The conclusions of the investigations would seem less credible to the public because Shen is both “the player” and “referee” in these investigations, Yeh said.
Lee said that Shen should resign because the council’s investigation would not be convincing enough for the families of those killed in the two incidents if she stayed in the post.
He said Shen would at least keep her self-esteem if she leaves, adding her resignation would allow the truth to speak for itself and the families to get the justice they deserve.
Lo said that the agency is investigating accidents which occured under Shen’s watch, and it is strange to see Shen as both the investigator and the one under investigation.
Kuan said the Flight GE222 crash may have happened because the runway lighting was dimmer than the street lights in the village outside Penghu’s Magong Airport. She said that the fight deviated from its designated flight route because it was actually guided by the street lights in the village.
“If the report of the investigation fails to identify this as the cause of the accident, the council is then deliberately determined to let the CAA off the hook and blame it all on those who cannot speak for themselves anymore,” she said.
Kuan then asked if Shen would resign and Shen said was prepared to resign and would not stay even if she was asked to.

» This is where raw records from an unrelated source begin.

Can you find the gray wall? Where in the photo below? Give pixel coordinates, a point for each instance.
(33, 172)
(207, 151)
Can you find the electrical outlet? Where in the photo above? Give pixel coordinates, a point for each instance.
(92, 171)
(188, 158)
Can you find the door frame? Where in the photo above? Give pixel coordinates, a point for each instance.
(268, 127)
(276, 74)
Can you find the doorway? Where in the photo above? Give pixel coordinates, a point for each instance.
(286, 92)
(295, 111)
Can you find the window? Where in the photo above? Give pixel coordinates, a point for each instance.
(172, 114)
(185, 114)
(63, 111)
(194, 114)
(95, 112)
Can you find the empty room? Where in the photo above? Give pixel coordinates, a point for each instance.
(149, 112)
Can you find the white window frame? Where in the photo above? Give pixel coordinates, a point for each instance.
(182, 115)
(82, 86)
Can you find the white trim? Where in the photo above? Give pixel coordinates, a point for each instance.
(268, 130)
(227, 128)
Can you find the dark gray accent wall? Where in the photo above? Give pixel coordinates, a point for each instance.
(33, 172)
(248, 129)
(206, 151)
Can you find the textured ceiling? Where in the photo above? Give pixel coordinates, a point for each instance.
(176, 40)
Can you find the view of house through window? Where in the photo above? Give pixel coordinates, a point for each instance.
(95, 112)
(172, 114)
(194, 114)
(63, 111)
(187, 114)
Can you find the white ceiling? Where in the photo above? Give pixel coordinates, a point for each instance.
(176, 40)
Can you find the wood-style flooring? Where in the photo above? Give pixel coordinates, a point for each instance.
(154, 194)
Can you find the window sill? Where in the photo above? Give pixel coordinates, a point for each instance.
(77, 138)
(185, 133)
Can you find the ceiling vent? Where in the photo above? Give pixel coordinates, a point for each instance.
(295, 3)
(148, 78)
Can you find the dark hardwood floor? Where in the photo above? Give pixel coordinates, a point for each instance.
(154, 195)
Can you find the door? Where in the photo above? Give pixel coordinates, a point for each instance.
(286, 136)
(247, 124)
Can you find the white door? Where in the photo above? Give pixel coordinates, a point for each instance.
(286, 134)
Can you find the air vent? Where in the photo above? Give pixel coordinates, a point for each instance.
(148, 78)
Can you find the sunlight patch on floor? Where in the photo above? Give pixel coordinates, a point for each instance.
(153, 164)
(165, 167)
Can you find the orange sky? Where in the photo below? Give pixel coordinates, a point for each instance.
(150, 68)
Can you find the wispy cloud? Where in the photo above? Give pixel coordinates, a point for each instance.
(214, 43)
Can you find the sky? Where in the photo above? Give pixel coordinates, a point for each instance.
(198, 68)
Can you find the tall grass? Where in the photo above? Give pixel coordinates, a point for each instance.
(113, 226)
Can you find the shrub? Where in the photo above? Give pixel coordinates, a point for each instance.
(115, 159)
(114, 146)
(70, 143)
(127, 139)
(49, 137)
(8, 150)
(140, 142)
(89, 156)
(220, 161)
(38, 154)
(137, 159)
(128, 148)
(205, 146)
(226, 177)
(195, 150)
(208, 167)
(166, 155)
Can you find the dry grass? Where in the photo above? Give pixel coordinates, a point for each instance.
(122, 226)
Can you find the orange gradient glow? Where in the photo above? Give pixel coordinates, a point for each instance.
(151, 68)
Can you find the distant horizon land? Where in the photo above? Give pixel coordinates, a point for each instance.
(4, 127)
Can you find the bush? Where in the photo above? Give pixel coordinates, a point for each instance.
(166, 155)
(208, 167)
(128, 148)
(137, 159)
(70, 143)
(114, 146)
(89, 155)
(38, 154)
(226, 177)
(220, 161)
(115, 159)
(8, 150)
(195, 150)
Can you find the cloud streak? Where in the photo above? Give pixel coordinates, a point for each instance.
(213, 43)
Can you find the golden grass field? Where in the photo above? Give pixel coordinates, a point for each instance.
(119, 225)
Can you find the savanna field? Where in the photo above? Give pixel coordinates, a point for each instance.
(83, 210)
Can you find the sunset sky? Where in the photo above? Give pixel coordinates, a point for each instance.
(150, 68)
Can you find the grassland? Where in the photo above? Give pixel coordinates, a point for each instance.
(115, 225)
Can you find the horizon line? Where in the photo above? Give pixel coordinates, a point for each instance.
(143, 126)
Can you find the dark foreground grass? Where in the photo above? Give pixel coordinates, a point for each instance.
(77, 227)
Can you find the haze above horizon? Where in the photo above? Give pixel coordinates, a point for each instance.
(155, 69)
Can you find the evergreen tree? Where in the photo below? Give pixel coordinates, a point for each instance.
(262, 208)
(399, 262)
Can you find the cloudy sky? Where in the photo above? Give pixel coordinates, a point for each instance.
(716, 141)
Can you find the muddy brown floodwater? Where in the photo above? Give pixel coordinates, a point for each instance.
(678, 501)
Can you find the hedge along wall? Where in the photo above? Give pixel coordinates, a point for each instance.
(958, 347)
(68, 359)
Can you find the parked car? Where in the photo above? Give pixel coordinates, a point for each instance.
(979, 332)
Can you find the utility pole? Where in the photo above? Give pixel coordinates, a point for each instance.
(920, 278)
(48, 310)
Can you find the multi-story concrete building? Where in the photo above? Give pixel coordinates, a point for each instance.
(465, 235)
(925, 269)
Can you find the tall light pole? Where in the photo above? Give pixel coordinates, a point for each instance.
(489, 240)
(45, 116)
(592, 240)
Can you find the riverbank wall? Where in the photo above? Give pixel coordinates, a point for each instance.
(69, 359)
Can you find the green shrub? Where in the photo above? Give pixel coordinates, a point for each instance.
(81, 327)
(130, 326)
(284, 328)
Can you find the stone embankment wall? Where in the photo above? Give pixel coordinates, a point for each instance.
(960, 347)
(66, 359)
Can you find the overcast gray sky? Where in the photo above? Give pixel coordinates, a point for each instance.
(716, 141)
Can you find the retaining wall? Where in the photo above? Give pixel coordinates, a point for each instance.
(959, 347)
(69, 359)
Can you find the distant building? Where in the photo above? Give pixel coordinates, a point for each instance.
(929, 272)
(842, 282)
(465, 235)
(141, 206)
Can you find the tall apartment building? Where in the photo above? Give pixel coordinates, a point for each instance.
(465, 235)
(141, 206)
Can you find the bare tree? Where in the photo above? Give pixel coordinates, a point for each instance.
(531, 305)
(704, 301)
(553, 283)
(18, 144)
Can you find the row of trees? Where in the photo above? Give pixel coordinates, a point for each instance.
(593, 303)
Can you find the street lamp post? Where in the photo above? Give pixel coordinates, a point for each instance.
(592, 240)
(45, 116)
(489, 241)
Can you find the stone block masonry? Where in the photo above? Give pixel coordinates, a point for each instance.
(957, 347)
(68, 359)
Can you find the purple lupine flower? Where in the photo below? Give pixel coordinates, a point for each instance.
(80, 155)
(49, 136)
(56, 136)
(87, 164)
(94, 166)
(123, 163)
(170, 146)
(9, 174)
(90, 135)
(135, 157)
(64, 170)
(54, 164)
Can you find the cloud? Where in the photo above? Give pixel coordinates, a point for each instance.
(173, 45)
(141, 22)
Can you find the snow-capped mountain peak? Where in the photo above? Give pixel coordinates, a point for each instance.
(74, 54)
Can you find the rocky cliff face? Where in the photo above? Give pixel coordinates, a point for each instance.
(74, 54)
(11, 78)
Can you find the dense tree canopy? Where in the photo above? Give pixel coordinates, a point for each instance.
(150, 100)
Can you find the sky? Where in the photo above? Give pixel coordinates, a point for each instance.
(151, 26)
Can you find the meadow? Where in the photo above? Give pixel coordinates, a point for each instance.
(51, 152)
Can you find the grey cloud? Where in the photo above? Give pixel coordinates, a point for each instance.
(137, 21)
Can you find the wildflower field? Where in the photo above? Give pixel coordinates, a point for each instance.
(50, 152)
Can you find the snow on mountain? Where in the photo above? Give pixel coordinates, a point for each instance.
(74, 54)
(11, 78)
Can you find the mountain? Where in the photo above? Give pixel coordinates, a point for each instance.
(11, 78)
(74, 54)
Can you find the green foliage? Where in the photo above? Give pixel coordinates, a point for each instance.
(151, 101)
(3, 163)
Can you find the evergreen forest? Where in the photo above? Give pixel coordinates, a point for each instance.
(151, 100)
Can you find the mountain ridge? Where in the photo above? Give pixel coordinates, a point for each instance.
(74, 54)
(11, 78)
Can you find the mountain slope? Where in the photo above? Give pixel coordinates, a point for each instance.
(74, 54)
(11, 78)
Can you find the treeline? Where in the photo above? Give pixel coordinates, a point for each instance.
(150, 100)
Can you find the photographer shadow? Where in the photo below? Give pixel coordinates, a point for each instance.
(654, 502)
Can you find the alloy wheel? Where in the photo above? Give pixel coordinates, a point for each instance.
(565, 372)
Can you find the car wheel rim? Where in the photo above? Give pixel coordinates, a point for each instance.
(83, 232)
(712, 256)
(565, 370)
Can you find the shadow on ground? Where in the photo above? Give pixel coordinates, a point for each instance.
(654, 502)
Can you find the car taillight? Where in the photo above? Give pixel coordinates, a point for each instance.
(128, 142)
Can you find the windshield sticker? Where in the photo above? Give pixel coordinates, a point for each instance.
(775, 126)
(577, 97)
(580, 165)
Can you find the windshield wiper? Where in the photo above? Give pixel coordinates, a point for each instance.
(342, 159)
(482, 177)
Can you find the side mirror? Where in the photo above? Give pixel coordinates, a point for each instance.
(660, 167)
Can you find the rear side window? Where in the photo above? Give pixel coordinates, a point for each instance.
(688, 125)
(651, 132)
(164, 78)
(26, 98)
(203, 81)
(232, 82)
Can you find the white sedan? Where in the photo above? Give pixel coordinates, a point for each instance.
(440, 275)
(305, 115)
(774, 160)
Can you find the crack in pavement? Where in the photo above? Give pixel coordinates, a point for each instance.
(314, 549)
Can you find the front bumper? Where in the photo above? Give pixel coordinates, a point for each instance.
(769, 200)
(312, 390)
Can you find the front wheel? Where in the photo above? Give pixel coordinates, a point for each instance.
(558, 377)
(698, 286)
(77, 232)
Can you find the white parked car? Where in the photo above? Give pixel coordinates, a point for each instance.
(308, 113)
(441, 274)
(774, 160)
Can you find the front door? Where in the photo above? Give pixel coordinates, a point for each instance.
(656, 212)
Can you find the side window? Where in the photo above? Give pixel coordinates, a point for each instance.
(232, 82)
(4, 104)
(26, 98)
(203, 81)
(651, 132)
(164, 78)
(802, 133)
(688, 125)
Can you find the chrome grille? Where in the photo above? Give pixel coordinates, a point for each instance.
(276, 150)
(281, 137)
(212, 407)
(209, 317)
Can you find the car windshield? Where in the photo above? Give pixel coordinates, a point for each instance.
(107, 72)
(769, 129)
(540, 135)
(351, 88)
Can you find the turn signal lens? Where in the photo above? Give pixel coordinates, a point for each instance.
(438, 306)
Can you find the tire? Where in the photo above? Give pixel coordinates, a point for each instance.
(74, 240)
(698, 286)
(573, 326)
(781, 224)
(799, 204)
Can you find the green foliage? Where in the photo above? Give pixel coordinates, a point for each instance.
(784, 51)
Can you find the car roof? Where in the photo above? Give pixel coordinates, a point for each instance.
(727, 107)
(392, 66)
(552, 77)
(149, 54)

Saying that she also thought it was inappropriate for her to be leading the ASC, Shen said that she was not consulted before the Executive Yuan announced it had appointed her.
Shen said that she is only one out of seven commissioners on the council who are compiling the investigative reports, and the findings of the investigation are not likely to be changed based on the opinion of only one commissioner.
Later in the afternoon, the Executive Yuan relieved Shen of her post after it learned that she had no intention of staying in the job.
Shen was not the first director-general of the CAA who was later appointed as the chairperson of the ASC.
According to the ASC, the ASC chairperson is a part-time position, for which the chairperson is paid up to NT$7,500 per month for attending three commissioners’ meetings.